L’âge de l’arrivant, de même que la femme qui l’escortait, calma un peu ses craintes. Le couple n’était pas jeune : la soixantaine environ. L’homme et sa compagne ressemblaient à des rentiers de fraîche date, vêtus en petits-bourgeois. Maurier nota que l’individu qui forçait sa porte avait les traits décidés et le regard malin.
— Pardonnez-nous, fit-il à Maurier. Je ne vous demande que cinq minutes de conversation et je vous jure que vous ne les regretterez pas. Ce que nous avons à vous dire mérite que vous l’écoutiez !

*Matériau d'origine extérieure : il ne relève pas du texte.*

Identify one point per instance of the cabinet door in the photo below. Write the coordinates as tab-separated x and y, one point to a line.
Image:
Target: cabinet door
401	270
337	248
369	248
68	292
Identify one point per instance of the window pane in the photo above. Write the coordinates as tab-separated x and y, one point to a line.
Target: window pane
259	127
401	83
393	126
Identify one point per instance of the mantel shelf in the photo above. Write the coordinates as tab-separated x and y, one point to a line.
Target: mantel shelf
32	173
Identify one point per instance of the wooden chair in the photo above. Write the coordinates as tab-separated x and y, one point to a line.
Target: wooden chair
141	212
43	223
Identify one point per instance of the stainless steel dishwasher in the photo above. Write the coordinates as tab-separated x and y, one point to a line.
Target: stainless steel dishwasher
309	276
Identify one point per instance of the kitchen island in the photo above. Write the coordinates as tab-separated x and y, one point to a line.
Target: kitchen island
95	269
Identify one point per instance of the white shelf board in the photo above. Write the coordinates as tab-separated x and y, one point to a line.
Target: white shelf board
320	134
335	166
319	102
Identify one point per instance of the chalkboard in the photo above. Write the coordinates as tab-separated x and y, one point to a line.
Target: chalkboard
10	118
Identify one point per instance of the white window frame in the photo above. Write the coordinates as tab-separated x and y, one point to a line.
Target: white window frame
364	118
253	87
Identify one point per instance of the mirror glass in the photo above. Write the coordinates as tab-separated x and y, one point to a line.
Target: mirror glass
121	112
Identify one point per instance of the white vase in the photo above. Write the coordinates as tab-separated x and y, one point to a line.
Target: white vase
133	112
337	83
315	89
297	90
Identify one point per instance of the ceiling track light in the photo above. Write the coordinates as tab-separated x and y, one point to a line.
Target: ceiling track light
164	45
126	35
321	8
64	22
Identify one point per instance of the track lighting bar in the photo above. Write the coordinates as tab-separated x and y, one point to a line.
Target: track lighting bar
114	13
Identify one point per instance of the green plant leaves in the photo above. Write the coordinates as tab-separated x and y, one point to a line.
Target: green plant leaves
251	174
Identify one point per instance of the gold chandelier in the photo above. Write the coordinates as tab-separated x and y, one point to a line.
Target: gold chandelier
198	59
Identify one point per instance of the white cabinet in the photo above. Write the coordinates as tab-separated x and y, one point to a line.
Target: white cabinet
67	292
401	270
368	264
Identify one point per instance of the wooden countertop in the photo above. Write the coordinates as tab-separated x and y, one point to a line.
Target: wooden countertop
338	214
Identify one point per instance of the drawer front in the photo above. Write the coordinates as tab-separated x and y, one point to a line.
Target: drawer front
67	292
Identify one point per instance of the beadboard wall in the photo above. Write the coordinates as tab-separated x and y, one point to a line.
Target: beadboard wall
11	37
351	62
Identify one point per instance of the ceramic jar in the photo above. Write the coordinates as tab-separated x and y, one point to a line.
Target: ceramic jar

Un léger sourire bonasse éclaira un court instant son visage. La femme sourit à son tour. Elle avait une espèce de gaucherie attendrissante de petite commerçante propulsée chez des gens de condition.
Maurier se sentit désarmé.
— Asseyez-vous, fit-il à la visiteuse en désignant l’un des deux fauteuils placés face à son bureau.
— Merci, dit l’homme en s’abattant dans l’autre. Puis il se tourna vers Denise, toujours fichée dans l’encadrement de la porte, marquant par son insistance qu’il souhaitait la voir disparaître.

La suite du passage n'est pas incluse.